OKR adalah framework untuk memastikan organisasi fokus pada hal yang paling penting dan mengukurnya dengan jelas.

  • Objective (WHAT): tujuan yang ingin dicapai (kualitatif & inspiratif)

  • Key Results (HOW TO MEASURE): indikator kuantitatif untuk mengukur keberhasilan

Di era AI, OKR berperan sebagai:

Anchor for decision making when everything becomes faster and more complex.

Why OKR Becomes More Critical with AI

1. AI increases speed, OKR provides direction

AI membuat eksekusi lebih cepat.
Namun tanpa prioritas yang jelas → organisasi akan sibuk, bukan produktif.

OKR memastikan:

  • fokus tetap terjaga

  • AI digunakan untuk hal yang berdampak tinggi

2. AI needs clear metrics to be useful

AI bekerja optimal ketika:

  • tujuan jelas

  • metrik terdefinisi

Key Results menjadi:

  • input untuk dashboard AI

  • dasar analisis performa otomatis

3. AI enables real-time tracking

Dulu OKR di-update mingguan.
Sekarang dengan AI:

  • tracking bisa real-time

  • insight bisa otomatis muncul

Contoh:

  • AI menganalisis progres OKR

  • memberikan early warning jika target meleset

How Leaders Can Combine OKR and AI Productivity

1. Use AI as a thinking partner in goal setting

Gunakan AI untuk:

  • brainstorming Objective

  • menyusun Key Results yang lebih tajam

  • menguji apakah target cukup ambisius

Prompt sederhana:

Apakah OKR ini sudah cukup fokus dan measurable?

2. Automate OKR tracking

Gunakan AI tools untuk:

  • menarik data performa otomatis

  • membuat dashboard progress

  • mengurangi manual reporting

Hasilnya:

Lebih sedikit waktu untuk reporting dan lebih banyak waktu untuk thinking.

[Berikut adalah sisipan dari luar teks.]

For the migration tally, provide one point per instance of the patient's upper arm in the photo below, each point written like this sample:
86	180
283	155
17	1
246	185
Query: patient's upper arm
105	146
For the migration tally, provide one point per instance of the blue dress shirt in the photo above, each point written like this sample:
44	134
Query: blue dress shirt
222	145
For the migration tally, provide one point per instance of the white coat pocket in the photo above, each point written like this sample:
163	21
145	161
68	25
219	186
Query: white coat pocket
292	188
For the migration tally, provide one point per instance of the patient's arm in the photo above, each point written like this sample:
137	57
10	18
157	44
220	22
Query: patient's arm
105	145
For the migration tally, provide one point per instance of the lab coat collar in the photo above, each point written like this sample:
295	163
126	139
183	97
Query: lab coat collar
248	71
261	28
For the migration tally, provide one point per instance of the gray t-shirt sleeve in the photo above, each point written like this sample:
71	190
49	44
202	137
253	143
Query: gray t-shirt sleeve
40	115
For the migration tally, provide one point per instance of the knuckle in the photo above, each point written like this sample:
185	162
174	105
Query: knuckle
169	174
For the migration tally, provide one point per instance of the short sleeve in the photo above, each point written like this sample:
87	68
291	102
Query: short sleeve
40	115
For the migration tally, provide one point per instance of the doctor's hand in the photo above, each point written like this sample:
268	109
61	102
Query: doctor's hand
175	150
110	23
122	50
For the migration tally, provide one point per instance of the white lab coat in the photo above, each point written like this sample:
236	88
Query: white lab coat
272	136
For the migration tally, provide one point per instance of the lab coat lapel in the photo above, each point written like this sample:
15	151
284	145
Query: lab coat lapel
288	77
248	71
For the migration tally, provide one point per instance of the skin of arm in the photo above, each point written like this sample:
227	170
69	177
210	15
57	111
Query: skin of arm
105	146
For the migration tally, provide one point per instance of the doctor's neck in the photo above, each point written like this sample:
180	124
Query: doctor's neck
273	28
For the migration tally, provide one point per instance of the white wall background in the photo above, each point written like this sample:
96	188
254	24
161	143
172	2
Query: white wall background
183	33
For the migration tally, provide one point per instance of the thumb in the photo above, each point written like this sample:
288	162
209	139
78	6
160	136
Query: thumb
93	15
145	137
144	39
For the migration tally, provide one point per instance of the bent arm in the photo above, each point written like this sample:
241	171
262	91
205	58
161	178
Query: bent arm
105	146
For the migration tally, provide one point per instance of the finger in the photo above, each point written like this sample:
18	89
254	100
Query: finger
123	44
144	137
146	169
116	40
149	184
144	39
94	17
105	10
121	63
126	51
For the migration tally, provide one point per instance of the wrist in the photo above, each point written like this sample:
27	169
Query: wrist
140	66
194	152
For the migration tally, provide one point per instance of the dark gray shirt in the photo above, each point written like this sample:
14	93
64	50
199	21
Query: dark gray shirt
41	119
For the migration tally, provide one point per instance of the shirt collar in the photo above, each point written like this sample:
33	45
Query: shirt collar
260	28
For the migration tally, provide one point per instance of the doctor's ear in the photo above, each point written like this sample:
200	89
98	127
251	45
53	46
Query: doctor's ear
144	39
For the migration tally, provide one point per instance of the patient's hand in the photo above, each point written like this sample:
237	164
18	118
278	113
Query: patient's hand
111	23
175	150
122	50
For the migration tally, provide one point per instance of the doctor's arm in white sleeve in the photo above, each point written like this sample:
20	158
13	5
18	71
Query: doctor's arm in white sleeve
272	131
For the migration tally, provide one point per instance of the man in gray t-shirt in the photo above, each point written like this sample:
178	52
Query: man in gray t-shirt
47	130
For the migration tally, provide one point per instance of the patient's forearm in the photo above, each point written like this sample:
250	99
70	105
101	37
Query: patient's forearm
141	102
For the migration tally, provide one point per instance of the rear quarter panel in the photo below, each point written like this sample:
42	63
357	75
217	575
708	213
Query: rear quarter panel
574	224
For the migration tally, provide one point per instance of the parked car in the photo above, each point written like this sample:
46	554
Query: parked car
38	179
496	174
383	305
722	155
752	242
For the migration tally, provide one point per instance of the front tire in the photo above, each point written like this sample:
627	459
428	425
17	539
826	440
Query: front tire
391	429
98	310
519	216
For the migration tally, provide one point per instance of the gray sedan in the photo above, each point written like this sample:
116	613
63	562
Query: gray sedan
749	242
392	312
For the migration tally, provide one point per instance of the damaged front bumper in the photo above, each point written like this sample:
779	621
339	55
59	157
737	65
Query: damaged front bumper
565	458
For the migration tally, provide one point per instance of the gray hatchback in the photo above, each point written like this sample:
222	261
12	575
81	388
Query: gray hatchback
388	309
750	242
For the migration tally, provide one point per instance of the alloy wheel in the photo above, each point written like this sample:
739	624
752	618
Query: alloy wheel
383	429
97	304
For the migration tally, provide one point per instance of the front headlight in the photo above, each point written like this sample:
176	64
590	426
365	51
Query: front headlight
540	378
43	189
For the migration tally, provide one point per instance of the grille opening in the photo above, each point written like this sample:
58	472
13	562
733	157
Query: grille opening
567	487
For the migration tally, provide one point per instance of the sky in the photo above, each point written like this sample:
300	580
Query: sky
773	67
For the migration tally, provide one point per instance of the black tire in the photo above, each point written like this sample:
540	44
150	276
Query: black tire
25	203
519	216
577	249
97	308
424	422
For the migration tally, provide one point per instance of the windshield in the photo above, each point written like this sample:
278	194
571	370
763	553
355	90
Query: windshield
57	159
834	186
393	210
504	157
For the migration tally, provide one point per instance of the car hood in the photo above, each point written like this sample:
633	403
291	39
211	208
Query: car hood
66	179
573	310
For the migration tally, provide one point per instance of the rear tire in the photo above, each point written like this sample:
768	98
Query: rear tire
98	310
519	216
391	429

3. Improve decision making with AI insights

AI bisa membantu:

  • mengidentifikasi bottleneck

  • memprediksi risiko tidak tercapai

  • memberikan rekomendasi tindakan

4. Strengthen CFR with AI

Dalam konsep CFR (Conversation, Feedback, Recognition) di OKR :

AI bisa membantu:

  • merangkum performa karyawan

  • memberikan draft feedback

  • mengidentifikasi kontribusi yang layak di-recognize

Namun:

Keputusan tetap pada leader. AI hanya alat bantu, bukan pengganti judgment.

Dalam banyak organisasi yang saya dampingi, implementasi OKR yang berhasil biasanya tidak berdiri sendiri, tetapi menjadi bagian dari pendekatan yang lebih sistematis seperti dalam AI Productivity Transformation Framework.

Key Insights

  • OKR = sistem untuk fokus & alignment

  • AI = akselerator eksekusi

  • Tanpa OKR → AI mempercepat chaos

  • Dengan OKR → AI mempercepat impact

  • Leaders perlu menggunakan AI sebagai thinking partner, bukan hanya tool

Conclusion

Buku Measure What Matters mengajarkan kita bahwa eksekusi adalah segalanya.

Di era AI, prinsip ini tidak berubah—justru menjadi semakin penting.

Perbedaannya hanya satu: Hari ini kita punya AI untuk membantu kita berpikir, memonitor, dan mengeksekusi lebih cepat.

Namun tetap:

Clarity of goals is still the ultimate competitive advantage.

Bagaimana pendapat Anda ?

Artikel ini pertama kali dipublikasikan pada April 2020 dan telah diperbarui pada Mei 2025 dengan perspektif era AI dan future of work.